I’m sure that all readers of this blog have faced health issues and other curve balls.   How have you turned the lemons into lemonade and used the event to make your life more rewarding?  What strategies were helpful as you moved through difficult period of your life?  Please provide your comments and ideas as I will need a lot of help and support in the coming weeks and months.  Your comment will also help others who are facing their own curve balls and overcoming unplanned life issues.  If you don’t want me to publish your comments, I promise to keep them private.

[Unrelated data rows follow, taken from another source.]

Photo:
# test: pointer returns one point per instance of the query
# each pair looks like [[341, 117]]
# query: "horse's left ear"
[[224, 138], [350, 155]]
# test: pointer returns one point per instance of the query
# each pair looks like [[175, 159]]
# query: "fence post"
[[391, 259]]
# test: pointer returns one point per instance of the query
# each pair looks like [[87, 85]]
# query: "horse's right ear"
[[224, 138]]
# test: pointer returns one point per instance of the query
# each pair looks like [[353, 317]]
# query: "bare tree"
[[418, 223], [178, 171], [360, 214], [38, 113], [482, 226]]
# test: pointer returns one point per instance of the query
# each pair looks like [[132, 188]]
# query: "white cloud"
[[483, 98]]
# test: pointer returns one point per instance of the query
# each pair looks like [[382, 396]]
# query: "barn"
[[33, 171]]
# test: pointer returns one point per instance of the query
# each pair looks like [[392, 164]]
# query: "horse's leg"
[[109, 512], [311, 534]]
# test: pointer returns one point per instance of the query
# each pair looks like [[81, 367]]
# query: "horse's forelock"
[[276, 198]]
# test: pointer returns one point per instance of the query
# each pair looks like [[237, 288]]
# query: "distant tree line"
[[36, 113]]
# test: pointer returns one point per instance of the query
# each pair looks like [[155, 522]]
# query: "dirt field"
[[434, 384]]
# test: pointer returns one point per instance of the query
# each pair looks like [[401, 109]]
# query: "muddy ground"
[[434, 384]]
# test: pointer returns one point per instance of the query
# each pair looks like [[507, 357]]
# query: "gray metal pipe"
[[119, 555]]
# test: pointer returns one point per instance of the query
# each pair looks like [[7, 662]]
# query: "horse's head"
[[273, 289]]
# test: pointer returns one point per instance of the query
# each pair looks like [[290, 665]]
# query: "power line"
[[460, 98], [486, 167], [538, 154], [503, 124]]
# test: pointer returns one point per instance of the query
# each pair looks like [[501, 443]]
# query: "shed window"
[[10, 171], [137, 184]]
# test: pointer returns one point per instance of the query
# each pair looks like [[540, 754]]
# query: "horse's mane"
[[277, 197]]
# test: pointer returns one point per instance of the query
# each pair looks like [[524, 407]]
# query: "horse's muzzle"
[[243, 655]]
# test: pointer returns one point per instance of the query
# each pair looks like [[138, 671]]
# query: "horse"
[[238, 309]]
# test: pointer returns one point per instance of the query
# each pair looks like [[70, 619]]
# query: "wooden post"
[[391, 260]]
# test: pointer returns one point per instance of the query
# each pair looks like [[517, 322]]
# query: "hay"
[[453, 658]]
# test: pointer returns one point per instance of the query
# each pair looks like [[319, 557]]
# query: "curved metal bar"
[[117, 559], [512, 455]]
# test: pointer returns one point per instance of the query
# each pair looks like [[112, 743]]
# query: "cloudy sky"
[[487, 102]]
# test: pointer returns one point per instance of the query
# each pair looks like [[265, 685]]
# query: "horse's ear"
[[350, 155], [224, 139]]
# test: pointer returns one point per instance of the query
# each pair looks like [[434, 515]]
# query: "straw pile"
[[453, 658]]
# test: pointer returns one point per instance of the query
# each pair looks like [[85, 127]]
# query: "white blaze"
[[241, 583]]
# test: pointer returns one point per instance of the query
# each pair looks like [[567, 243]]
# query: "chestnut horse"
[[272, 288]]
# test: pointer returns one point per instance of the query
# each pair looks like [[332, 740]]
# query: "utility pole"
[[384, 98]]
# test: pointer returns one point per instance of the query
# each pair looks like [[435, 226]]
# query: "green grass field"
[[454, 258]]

Thank you for reading this post.  If you like my blog, please become a subscriber, email the posts to others or tell others about this blog.    I appreciate your interest.  Sincerely, Jeanette

One Reply to “Curve Ball”

  1. Phyllis Lovell says: Reply

    4 years ago my still young and very fit husband went in for routine surgery to deal with a polyp. Things went horribly wrong and after a month long hospital stay and many intrusive and painful procdures/surgery and a recovery that took years we can finally say he is well.
    It seemed worse than bad luck or lemons at the time but it has in fact been a gift. While very ill I watched him with his adult sons and saw a tenderness and physical affection with each other that men don’t typically share. This has continued beyond recovery. Dave also without effort conquered his addiction to cigarettes — a fact that most of us who know and love him are still amazed by. This turn of events will add years to his life and is celebrated as a very happy consequence to a very bad experience.
    We can never anticipate what we will gain by any lived experience. I have learned to always expect the ‘good’. I look for the positive and I celebrate it

    I don’t know what happy consequence awaits you as you face hip surgery. I am confident that you will thrive and recover and life will be good.